Be able to fully parse docutils' mathematics.txt
infinity0 opened this issue · 7 comments
On a discussion on different latex-mathml converters I found out about the following test file: https://docutils.sourceforge.io/docs/ref/rst/mathematics.txt
Pandoc can parse a lot of it, but gives the following errors:
$ pandoc --mathml -f rst mathematics.txt 2>&1 >/dev/null | grep "unexpected" | sort -u
unexpected "\\"
unexpected control sequence \arrowvert
unexpected control sequence \Arrowvert
unexpected control sequence \Bigl
unexpected control sequence \bracevert
unexpected control sequence \cfrac
unexpected control sequence \circledS
unexpected control sequence \diagdown
unexpected control sequence \diagup
unexpected control sequence \gggtr
unexpected control sequence \idotsint
unexpected control sequence \injlim
unexpected control sequence \intop
unexpected control sequence \llless
unexpected control sequence \mspace
unexpected control sequence \negmedspace
unexpected control sequence \negthickspace
unexpected control sequence \ngeqq
unexpected control sequence \nleqq
unexpected control sequence \nshortmid
unexpected control sequence \nshortparallel
unexpected control sequence \nsubseteqq
unexpected control sequence \nsupseteqq
unexpected control sequence \ointop
unexpected control sequence \projlim
unexpected control sequence \shortmid
unexpected control sequence \shortparallel
unexpected control sequence \smallint
unexpected control sequence \surd
unexpected control sequence \thickapprox
unexpected control sequence \thicksim
unexpected control sequence \underleftrightarrow
unexpected control sequence \varinjlim
unexpected control sequence \varliminf
unexpected control sequence \varlimsup
unexpected control sequence \varprojlim
unexpected "x"
Many of these should just be a case of updating unimathsymbols.txt; some other things are a bit more complex such as spaces \
.
What does your pandoc --version
say?

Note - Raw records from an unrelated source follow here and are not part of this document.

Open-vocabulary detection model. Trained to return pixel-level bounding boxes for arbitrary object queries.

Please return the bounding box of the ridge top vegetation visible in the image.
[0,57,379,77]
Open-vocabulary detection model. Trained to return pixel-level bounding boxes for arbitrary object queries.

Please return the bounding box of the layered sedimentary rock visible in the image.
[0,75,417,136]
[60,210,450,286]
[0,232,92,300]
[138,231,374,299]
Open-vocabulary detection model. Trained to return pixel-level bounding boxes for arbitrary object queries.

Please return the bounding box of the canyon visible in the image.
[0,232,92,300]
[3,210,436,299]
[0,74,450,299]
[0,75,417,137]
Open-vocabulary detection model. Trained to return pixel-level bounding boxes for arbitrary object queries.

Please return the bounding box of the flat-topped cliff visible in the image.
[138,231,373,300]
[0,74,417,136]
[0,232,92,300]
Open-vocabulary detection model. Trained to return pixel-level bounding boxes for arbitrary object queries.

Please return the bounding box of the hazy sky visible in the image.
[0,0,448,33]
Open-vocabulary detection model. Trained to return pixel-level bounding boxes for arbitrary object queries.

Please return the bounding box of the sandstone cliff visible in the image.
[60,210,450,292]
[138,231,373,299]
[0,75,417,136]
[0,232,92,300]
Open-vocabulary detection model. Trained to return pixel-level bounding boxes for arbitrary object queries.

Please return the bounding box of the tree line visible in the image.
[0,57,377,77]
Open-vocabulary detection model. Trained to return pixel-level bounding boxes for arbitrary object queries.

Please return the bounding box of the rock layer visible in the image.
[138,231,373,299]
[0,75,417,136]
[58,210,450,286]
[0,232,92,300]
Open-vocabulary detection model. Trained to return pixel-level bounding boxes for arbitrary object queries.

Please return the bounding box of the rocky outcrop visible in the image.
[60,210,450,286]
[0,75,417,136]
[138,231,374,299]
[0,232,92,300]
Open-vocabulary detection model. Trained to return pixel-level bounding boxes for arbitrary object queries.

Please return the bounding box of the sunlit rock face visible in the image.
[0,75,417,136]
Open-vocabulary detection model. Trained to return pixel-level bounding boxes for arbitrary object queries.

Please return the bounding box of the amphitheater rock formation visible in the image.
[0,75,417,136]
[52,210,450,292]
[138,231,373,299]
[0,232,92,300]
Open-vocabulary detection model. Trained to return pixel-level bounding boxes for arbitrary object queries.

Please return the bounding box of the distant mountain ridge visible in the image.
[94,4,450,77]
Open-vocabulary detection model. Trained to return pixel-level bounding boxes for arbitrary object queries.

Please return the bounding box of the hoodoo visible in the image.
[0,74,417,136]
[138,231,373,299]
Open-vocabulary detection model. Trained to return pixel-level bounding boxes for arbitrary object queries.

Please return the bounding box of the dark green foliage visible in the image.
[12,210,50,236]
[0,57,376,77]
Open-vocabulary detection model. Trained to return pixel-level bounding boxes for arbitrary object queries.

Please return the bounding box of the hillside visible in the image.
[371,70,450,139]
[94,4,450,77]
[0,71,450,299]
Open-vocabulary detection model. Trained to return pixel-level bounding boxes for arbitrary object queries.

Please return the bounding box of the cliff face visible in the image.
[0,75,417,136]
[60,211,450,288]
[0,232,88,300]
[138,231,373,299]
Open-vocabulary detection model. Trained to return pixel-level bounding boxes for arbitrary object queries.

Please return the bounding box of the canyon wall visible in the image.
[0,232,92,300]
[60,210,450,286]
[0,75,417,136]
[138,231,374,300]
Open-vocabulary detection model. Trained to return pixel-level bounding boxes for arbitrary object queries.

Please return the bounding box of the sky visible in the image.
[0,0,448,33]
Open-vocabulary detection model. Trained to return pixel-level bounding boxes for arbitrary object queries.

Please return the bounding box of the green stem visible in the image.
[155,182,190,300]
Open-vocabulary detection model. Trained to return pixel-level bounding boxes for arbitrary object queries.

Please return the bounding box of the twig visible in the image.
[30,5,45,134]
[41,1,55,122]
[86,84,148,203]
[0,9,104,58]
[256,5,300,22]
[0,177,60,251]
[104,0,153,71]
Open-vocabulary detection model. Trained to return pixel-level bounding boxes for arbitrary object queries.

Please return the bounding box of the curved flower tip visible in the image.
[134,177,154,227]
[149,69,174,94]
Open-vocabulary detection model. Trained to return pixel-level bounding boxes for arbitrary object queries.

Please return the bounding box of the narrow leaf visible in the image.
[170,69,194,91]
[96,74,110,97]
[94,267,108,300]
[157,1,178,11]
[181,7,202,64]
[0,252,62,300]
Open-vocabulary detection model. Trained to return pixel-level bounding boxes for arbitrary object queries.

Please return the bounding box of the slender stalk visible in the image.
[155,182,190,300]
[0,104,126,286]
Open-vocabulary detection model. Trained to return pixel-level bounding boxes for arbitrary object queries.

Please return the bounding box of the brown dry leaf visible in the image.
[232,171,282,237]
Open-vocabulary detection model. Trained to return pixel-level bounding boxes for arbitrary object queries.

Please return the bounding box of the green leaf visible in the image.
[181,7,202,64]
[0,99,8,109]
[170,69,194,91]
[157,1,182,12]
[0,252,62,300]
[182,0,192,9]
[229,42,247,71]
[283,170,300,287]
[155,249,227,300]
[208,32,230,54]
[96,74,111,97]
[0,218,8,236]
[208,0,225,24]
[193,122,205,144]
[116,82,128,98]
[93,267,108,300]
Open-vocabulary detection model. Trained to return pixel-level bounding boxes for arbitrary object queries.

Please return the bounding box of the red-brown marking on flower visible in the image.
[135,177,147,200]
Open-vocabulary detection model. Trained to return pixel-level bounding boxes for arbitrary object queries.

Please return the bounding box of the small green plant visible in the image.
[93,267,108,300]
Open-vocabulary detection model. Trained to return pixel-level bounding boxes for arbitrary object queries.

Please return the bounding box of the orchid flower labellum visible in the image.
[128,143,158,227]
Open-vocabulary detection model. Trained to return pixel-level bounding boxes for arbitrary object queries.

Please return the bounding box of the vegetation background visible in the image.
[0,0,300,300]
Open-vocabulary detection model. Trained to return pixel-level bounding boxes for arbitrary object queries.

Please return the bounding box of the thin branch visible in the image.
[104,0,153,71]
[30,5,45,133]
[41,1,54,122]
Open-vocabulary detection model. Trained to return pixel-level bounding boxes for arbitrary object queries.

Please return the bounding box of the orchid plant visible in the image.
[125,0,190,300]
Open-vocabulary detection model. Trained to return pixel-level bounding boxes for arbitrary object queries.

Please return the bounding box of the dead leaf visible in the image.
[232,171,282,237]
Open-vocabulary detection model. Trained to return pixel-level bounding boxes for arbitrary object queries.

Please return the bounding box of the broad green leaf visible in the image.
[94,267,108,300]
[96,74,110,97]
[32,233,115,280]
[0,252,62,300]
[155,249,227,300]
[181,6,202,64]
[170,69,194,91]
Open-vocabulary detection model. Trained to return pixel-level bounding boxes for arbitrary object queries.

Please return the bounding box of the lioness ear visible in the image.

Are you using the latest version? I just tried it and got the following, which seems different -- for example, \mspace
is handled fine.
[WARNING] Could not convert TeX math \underleftrightarrow{gbi}, rendering as TeX:
underleftrightarrow{gbi}
^
unexpected control sequence \underleftrightarrow
expecting "%", "\\label", "\\tag", "\\nonumber" or whitespace
[WARNING] Could not convert TeX math \arrowvert, rendering as TeX:
\arrowvert
^
unexpected control sequence \arrowvert
expecting "%", "\\label", "\\tag", "\\nonumber" or whitespace
[WARNING] Could not convert TeX math \Arrowvert, rendering as TeX:
\Arrowvert
^
unexpected control sequence \Arrowvert
expecting "%", "\\label", "\\tag", "\\nonumber" or whitespace
[WARNING] Could not convert TeX math \bracevert, rendering as TeX:
\bracevert
^
unexpected control sequence \bracevert
expecting "%", "\\label", "\\tag", "\\nonumber" or whitespace
[WARNING] Could not convert TeX math \projlim, rendering as TeX:
\projlim
^
unexpected control sequence \projlim
expecting "%", "\\label", "\\tag", "\\nonumber" or whitespace
[WARNING] Could not convert TeX math \injlim, rendering as TeX:
\injlim
^
unexpected control sequence \injlim
expecting "%", "\\label", "\\tag", "\\nonumber" or whitespace
[WARNING] Could not convert TeX math \varlimsup, rendering as TeX:
\varlimsup
^
unexpected control sequence \varlimsup
expecting "%", "\\label", "\\tag", "\\nonumber" or whitespace
[WARNING] Could not convert TeX math \varliminf, rendering as TeX:
\varliminf
^
unexpected control sequence \varliminf
expecting "%", "\\label", "\\tag", "\\nonumber" or whitespace
[WARNING] Could not convert TeX math \varprojlim, rendering as TeX:
\varprojlim
^
unexpected control sequence \varprojlim
expecting "%", "\\label", "\\tag", "\\nonumber" or whitespace
[WARNING] Could not convert TeX math \varinjlim, rendering as TeX:
\varinjlim
^
unexpected control sequence \varinjlim
expecting "%", "\\label", "\\tag", "\\nonumber" or whitespace
[WARNING] Could not convert TeX math \circledS, rendering as TeX:
\circledS
^
unexpected control sequence \circledS
expecting "%", "\\label", "\\tag", "\\nonumber" or whitespace
[WARNING] Could not convert TeX math \surd, rendering as TeX:
\surd
^
unexpected control sequence \surd
expecting "%", "\\label", "\\tag", "\\nonumber", whitespace, "[", "!", "'", "''", "'''", "''''", "*", "+", ",", "-", ".", "/", ":", ":=", ";", "<", "=", ">", "?", "@", "~", "\\" or "{"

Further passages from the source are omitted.